The storyline focuses on a group of youngsters who decided to live in the subway tunnels for various reasons. Everyone of them brings his own history and dreams. Teenagers take part in a casting to a theatre, but they do not succeed and because of that decide to organize their own musical on the subway station. After success of underground show, they get a job offer from the theater which previously rejected them. A dilemma whether to go for money or for dreams appears.

=== Scenes ===
Synopsis of scenes and musical compositions from Broadway edition.

- Act 1
- Scene 1. A theatre somewhere in Europe: Philip, Jan and The Company.
 “Overture” – orchestra.
- Scene 2. A Metro somewhere in Europe.
 “Metro” (Metro) – Jan and The Company.
- Scene 3. The Theatre: Klaus, Denisa, Alicja, Duda, Wojtek, Jaga, Basia, Monika, Magda, Max, Philip, Anka and The Company.
 “My Fairy Tale” (Chcę być kopciuszkiem) – singers: Basia, Alicja, Denisa; dancers: Iwona, Lidia, Violetta.
- Scene 4. The Metro: Jan, Anka.
 “But Not Me” (A ja nie) – Jan and The Company.
- Scene 5. The Theatre: Max, Philip, Anka and The Company.
 “Windows” (Szyba) – Anka; dancer: Iwona.
- Scene 6. The Metro: Jan, Anka.
- Scene 7. Audition results: Edyta, Piotr, Alicja, Denisa, Monika, Duda, Jaga, Magda, Anka.
 “That's Life” (Życie) – Edyta, Anka, Polina.
 “Bluezwis” (Bluzwis) – Jan, Wojtek and The Company.
 “Love Duet” (Na strunach szyn) – Anka and Jan.
- Scene 8.
 “Tower of Babel” (Wieża Babel) – company.
- Act 2
- Scene 1.
 “Labels” (Hasła) – The Company.
- Scene 2. Philip's Office: Philip, Max.
- Scene 3. Abandoned subway station: Anka, Jan, Edyta, Duda, Jaga, Klaus, Alicja, Basia, Wojtek, Duda.
 “Uciekali” – Jan and The Company.
- Scene 4. The Metro: Jan, Anka, Philip.
- Scene 5. The Metro.
 “Waiting” (Wszystko jedno czy słońce, czy deszcz) – Edyta, Anka and Dancers.
- Scene 6. The Metro: Anka, Jan, Max, Philip.
- Scene 7.
 “Pieniedze” (Pieniądze) – The Company.
- Scene 8. The Metro: Edyta, Denisa, Jan, Wojtek, Duda, Basia, Magda, Piotr, Alicja, Grzegorz, Monika, Jaga
 “Love Duet II” (Na strunach szyn II) – Anka and Jan.
- Scene 9. The Metro.
 “Dreams Don't Die” (Tylko w moich snach) – Anka.

==Production history==

Metro was first staged on January 31, 1991 in Warsaw's Dramatic Theatre.

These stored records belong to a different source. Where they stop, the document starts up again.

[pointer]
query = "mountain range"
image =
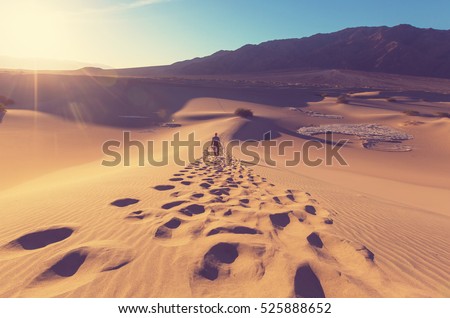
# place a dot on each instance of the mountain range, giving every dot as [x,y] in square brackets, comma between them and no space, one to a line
[402,49]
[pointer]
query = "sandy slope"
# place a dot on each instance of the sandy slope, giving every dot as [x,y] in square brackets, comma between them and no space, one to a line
[232,230]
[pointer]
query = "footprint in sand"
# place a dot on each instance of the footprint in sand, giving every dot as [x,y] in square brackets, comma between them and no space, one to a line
[165,230]
[121,203]
[172,204]
[42,238]
[306,283]
[234,230]
[310,209]
[192,209]
[221,253]
[280,220]
[164,187]
[314,240]
[80,266]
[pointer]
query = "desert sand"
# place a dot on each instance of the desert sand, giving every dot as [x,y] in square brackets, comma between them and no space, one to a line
[375,228]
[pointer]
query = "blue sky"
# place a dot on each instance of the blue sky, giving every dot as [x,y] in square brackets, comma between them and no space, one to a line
[127,33]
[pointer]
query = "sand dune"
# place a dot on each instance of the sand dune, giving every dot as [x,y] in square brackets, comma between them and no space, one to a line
[376,228]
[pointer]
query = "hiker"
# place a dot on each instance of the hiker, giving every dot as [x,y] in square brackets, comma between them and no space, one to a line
[215,144]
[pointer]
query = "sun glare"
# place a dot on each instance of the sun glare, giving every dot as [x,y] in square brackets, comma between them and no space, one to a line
[35,30]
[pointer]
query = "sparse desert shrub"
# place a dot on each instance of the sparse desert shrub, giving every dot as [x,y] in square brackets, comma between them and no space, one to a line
[411,112]
[243,112]
[443,114]
[342,99]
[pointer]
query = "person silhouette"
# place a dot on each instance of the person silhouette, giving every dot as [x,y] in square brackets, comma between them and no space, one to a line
[215,144]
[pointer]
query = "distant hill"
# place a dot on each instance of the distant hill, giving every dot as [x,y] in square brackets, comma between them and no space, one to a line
[402,49]
[8,62]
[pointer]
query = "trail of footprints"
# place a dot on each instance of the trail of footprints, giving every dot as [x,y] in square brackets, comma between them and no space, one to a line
[225,204]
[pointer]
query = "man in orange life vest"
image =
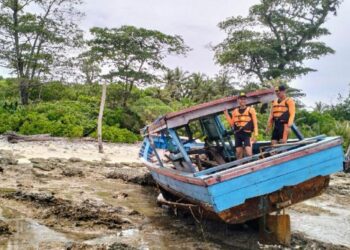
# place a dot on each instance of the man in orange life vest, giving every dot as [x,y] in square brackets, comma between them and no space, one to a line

Choreographed and directed by Janusz Józefowicz, the musical was funded and initially produced by Wiktor Kubiak.

In 1997, the musical moved to Studio Buffo theatre in Warsaw, where it is still running in simplified arrangement after more than 2,100 performances in total. According to estimates, it was watched by approx. 2 million viewers.

===Broadway===
The musical opened on Broadway at the Minskoff Theatre on April 16, 1992, and closed on April 26, 1992, after 13 performances and 24 previews. The lyrics were translated by Mary Bracken Phillips and the director and choreographer was Janusz Józefowicz. Although it was nominated for the Tony Award for Best Original Score, it received mixed reviews and soon closed. The 1998 production in Moscow, Russia, proved to be a success and the musical is still occasionally staged both in Poland and in Russia.